Before entering the path of totality, Alaska Airlines pilots and invited on-board experts, including Evgenya Shkolnik, an astrophysics professor at the School of Earth and Space Exploration at Arizona State University, meteorologist Joe Rao, and NASA Astronaut Michael Barratt explained to passengers the technical details involved with both the eclipse and the flight. They offered tips on what to look for as the plane entered the path of totality and gave passengers a count-down into and out of the path of totality.
Yelps of “There it is!”, “Wow!", “Oh my goodness!”, and “Thank-goodness this worked!” filled the cabin as the flight hit the coordinates that astronomers and pilots had so carefully plotted out beforehand. And, during the 1 minute 43 seconds of the total eclipse, many passengers seated on both the left and right side of the plane swapped seats multiple so everyone had a chance to see the astronomical occurrence billed as a “once in a lifetime event.”
As the plane headed back to Portland and left the path of totality, flight attendants handed out glasses of champagne for a toast.
Witnessing the total eclipse from the plane was both “haunting and humbling” said Tanya Harrison, an astronomer-turned-planetary scientist at Arizona State University. “It shows you how much we depend on the sun and how easily something like a volcanic eruption or a nuclear winter could get in the way.”
Overall, the experience was “breathtaking,” exclaimed Barbara Mann, of Snohomish, Wash. With her husband Eric, Mann had placed the winning $21,000 bid on two seats on the charter flight at a benefit auction on Saturday night. “I especially enjoyed the colors of the corona reflecting off the ice crystals in the clouds below immediately after the total eclipse. We definitely got our money’s worth. And then some.”

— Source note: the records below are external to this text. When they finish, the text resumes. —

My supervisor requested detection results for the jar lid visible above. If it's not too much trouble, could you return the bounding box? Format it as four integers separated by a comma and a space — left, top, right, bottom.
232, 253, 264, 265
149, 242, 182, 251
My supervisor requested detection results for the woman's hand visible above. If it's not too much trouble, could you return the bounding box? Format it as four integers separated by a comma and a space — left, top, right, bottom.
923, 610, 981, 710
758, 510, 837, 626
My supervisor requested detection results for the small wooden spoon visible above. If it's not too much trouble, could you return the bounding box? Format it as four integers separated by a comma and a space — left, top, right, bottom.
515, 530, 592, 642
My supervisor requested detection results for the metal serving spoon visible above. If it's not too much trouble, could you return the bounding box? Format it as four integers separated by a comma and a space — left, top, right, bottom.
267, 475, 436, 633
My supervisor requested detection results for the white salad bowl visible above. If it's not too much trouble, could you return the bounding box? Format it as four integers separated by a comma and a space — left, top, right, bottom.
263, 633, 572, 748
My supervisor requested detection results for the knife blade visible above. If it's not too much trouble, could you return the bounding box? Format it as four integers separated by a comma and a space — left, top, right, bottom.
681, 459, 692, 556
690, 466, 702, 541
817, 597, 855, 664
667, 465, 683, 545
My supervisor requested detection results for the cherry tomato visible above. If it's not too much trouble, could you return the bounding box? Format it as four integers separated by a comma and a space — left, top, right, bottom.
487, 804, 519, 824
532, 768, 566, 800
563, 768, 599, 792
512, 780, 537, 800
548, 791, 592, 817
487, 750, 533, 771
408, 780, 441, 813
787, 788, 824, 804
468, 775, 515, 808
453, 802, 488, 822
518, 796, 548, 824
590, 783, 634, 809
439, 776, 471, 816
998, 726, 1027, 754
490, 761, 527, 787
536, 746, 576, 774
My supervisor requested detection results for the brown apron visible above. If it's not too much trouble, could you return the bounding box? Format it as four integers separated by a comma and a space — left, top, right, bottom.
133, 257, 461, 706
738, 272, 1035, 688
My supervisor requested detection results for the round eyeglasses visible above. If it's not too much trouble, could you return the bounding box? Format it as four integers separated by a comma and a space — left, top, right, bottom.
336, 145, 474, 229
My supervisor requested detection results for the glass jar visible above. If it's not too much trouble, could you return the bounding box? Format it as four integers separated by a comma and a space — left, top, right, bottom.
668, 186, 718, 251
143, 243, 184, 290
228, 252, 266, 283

Over the past few months, astronomers worked closely with Alaska Airlines pilots to chart the best flight path to catch the eclipse and found that, for a variety of reason, heading out over the ocean would provide the ideal views.
“The first reason relates to the high altitude of the sun,” the airline explained in a fact sheet. “In order to allow observers to see the Sun both from the window and adjacent middle seat, we need to fly from Portland International Airport to a pre-selected position approximately 815 nautical miles to the west-northwest over the open waters of the Pacific Ocean.”
Another reason for traveling away from the mainland is to avoid potential “aerial gridlock” or congestion in the skies over the Oregon eclipse zone as the time of totality nears and private jets take to the sky.
A third reason is that passengers will be able to see things from 38,000 feet that aren’t visible from the ground, “like the moon’s shadow racing across the ocean towards the sun as we near totality,” said meteorologist Rao, an instructor and lecturer at American Museum of Natural History’s Hayden Planetarium.
Alaska Airlines' 737 Fleet Capt. Brian Holm and Capt. Hal Anderson worked with astronomer Glenn Schneider and others for months to ensure passengers on this flight get one of the first views of the total solar eclipse – at 10 a.m. local time (1 p.m. ET).
The airline’s measurements, combined with calculations performed by software developed by Schneider, were used to pinpoint where and when the airplane will intercept with the great American eclipse.
“As the eclipse travels across the country it will be pretty high in the sky,” Holm prior to the flight. “And by traveling to the west we’ll be intercepting it earlier in the morning to get a better view. We’re shooting for an optimized viewing experience with the sun directly off the wing tip so passengers will have a perfect view of totality for what we estimate will be 1 minute 43 seconds.”
Holm volunteered that there was no need to worry the plane will tip when everyone rushes over to view the eclipse on the right side of the plane.
While exacting plans for the flight have been in place for some time, the airline has left room for a bit of flexibility.
“We have a long list of contingency tables and plans we can use if we need to make any changes due to weather, traffic, or time issues,” said Holm. “Because the last thing we want to do is disappoint anyone on this important day.”
For Monday's eclipse flight, Alaska Airlines has secured eclipse glasses for all passengers and pilots and put together a special in-flight entertainment program that includes space-themed TV shows and movies including: “Hubble’s Cosmic Journey”, “Avatar”, “Hidden Figures,” “The Martian” and “Star Wars: A New Hope.”
This isn’t the first time an Alaska Airlines plane has chased an eclipse. At the request of eclipse-chasers, Alaska Airlines adjusted the route of a flight in March 2016 to optimize viewing of a total solar eclipse over the Pacific Ocean.